There’s some hope that the virtual meeting of Opec+ producers doesn’t result in demands for a significant cut in US shale output, in exchange for a cut in production by feuding oil giants Russia and Saudi Arabia. (It would risk compounding the economic pain caused by the coronavirus outbreak across the US.)
The market appears to be running on the view that OPEC is willing to give the US pass as members have by now come to the realisation the risk of credibility loss outweighs any semblance of saving face at this point.
However , the more important outcome from these meetings will be signalling constructive supply-side behaviour as the global economy and oil demand recover from the pandemic. A reliable agreement would imply front-loading cuts and an orderly ramp-up over the [second half of 2020] when the virus passes.
Meanwhile, former Greek finance minister Yanis Varoufakis has contrasted the UK’s direct financing arrangement with the EU’s failure (so far) to reach a deal on a coordinated coronavirus rescue package.
The Bank of England just announced it will finance the gvt directly.
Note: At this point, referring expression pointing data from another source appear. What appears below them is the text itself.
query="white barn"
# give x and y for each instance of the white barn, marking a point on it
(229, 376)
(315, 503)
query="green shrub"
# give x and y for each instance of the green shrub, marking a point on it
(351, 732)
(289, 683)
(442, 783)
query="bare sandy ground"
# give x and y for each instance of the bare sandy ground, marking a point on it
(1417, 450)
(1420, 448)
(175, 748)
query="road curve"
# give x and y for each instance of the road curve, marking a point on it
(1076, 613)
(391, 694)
Meanwhile in the eurozone the tragi-comedy of errors, also known as the Eurogroup, will reconvene tonight to proclaim that the crisis is SO urgent that it will do NOTHING of macroeconomic significance.
There is understandably some surprise over the extension of the government’s overdraft, given that Bank of England governor Andrew Bailey batted away suggestions that the facility would be used in light of the outbreak.
There was also Bailey’s interestingly times op-ed in the FT at the start of the week, which quashed speculation as to whether the Bank would use monetary financing to directly fund the UK government.
Bailey on a call with journalists on the 18th March: the ways and means facility is an historical relic.
Bailey in an FT op-ed on 6th April: we won’t use monetary financing.
Bank today: ok, just a bit of monetary financing via the ways and means facility. But it’ll be temporary.
How significant is it that BoE will be able to lend money directly to Govt? On one hand it’s not unprecedented: happened in 2008 & it’s only for technical cash flow reasons. On other hand, it further muddies the waters of whether money is being printed to keep the govt solvent
The distinction between monetary (eg BoE) & fiscal (eg gilt auctions) financing of govt already a grey area. Esp when BoE is buying £200bn gilts. BoE insists it decides that independently. That’s a fig leaf of sorts. Important. But a fig leaf. And the leaf keeps getting smaller.
You can read the full story on the government’s emergency borrowing facility here:
Related: Bank of England to finance UK government Covid-19 crisis spending
The Treasury has announced it is to extend its overdraft facility at the Bank of England in a fresh sign of the mounting financial pressure on the government caused by the Covid-19 enforced lockdown of the economy.
Amid growing speculation that the quarantining will be extended next week, the Treasury said it needed extra firepower to support its cashflow and to ensure financial markets ran smoothly.
As a temporary measure, this will provide a short-term source of additional liquidity to the government if needed to smooth its cashflows and support the orderly functioning of markets, through the period of disruption from Covid-19.
Any use of the W&M facility will be temporary and short term. As well as temporarily smoothing government cashflows, the W&M facility supports market function by minimising the immediate impact of raising additional funding in gilt and sterling money markets.
And European markets, which closed in the red last night, have taken their cues from Wall Street after both the Dow and S&P closed +3.4% higher.
Good morning, and welcome to our rolling coverage of the world economy, the financial markets, the eurozone and business.
Investors have more than enough on their plate on the last day before the Easter long weekend.
The sharp rise in unemployment levels across the world is a clear and present concern for some in the markets, who take the not unreasonable view that markets are underestimating the economic damage that is about to be unleashed on the US and the global economy.